Non ci sarà quello che sarebbe stato sicuramente l’osservato speciale di questa edizione, cioè Remco Evenepoel, che ha concluso la sua stagione giù da un ponte al Lombardia con una frattura al bacino. Ci saranno però altri nomi da seguire, oltre ovviamente a salite storiche da affrontare, in un percorso che per tre settimane, coronavirus e meteo permettendo, speriamo possa farci vivere momenti di grande ciclismo.

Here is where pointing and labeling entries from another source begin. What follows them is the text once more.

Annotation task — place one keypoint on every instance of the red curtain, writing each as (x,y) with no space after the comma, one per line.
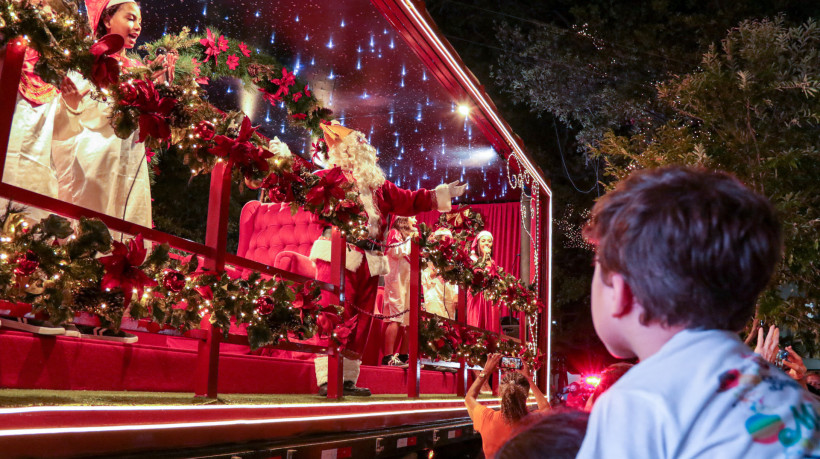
(503,220)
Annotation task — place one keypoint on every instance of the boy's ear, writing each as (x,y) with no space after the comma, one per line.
(624,301)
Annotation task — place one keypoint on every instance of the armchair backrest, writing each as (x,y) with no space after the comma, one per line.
(266,230)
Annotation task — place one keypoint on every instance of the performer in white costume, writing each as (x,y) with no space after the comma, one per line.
(440,296)
(28,158)
(95,168)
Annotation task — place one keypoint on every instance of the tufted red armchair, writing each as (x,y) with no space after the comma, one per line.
(270,234)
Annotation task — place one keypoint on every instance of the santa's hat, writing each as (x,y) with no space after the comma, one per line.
(96,7)
(334,134)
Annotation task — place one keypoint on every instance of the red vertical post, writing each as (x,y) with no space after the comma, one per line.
(414,371)
(335,361)
(216,237)
(9,81)
(461,317)
(544,321)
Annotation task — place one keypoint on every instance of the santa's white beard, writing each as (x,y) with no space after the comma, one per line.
(373,214)
(356,156)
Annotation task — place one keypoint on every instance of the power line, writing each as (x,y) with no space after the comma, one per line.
(563,31)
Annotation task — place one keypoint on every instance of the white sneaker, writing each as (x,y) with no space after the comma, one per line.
(39,327)
(72,331)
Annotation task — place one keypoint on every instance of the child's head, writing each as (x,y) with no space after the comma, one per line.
(514,389)
(119,17)
(558,434)
(694,247)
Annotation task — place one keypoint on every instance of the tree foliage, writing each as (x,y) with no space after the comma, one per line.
(752,109)
(595,64)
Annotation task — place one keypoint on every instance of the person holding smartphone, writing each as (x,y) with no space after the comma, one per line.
(496,427)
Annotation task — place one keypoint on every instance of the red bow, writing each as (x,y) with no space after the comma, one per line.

Per la prima volta il Giro d’Italia si corre a ottobre: cosa cambia per i ciclisti? Ci sono dei rischi a correre a inizio autunno invece che in primavera inoltrata?

Umberto Preite Martinez

È una situazione unica nel suo genere che ha scombussolato i piani di tutti i partecipanti, costretti a rivedere i piani di allenamento senza però avere i consueti punti di riferimento. Con il calendario così rimodellato, infatti, sono per forza di cose saltate alcune delle classiche corse di preparazione al Giro d’Italia, come il Tour of the Alps o il Giro di Romandia, costringendo i principali favoriti ad utilizzare la Tirreno-Adriatico come ultimo banco di prova prima del via.

Fra coloro che puntano con determinazione alla maglia rosa, solo Thomas, Nibali e Fuglsang hanno optato per la partecipazione ai Mondiali di Imola: gli altri hanno preferito andare in ritiro per rifinire la condizione fisica o magari per visionare un’ultima volta i punti decisivi del percorso, con particolare attenzione alle grandi salite alpine.

Ed è proprio parlando delle grandi salite che salta alla mente l’altro enorme problema del correre un Giro d’Italia a ottobre: il meteo. Se è vero che anche a maggio può capitare di incontrare il maltempo lungo il percorso o che comunque non si riesca a ripulire le strade dalla neve invernale in tempo per il passaggio del Giro (ma sono situazioni estreme non così comuni, in ogni caso), a ottobre il problema è invece quello inverso. Sì, l’estate alle spalle ha fatto sì che la neve si sciogliesse da sola liberando le strade e un settembre abbastanza caldo ha reso tutti un po’ più ottimisti. Però proprio in questi giorni ha ricominciato a nevicare sullo Stelvio e su altri passi di montagna oltre i 2000 metri di altezza e ad oggi ancora non è del tutto chiaro se e in che condizioni si potrà transitare con la corsa.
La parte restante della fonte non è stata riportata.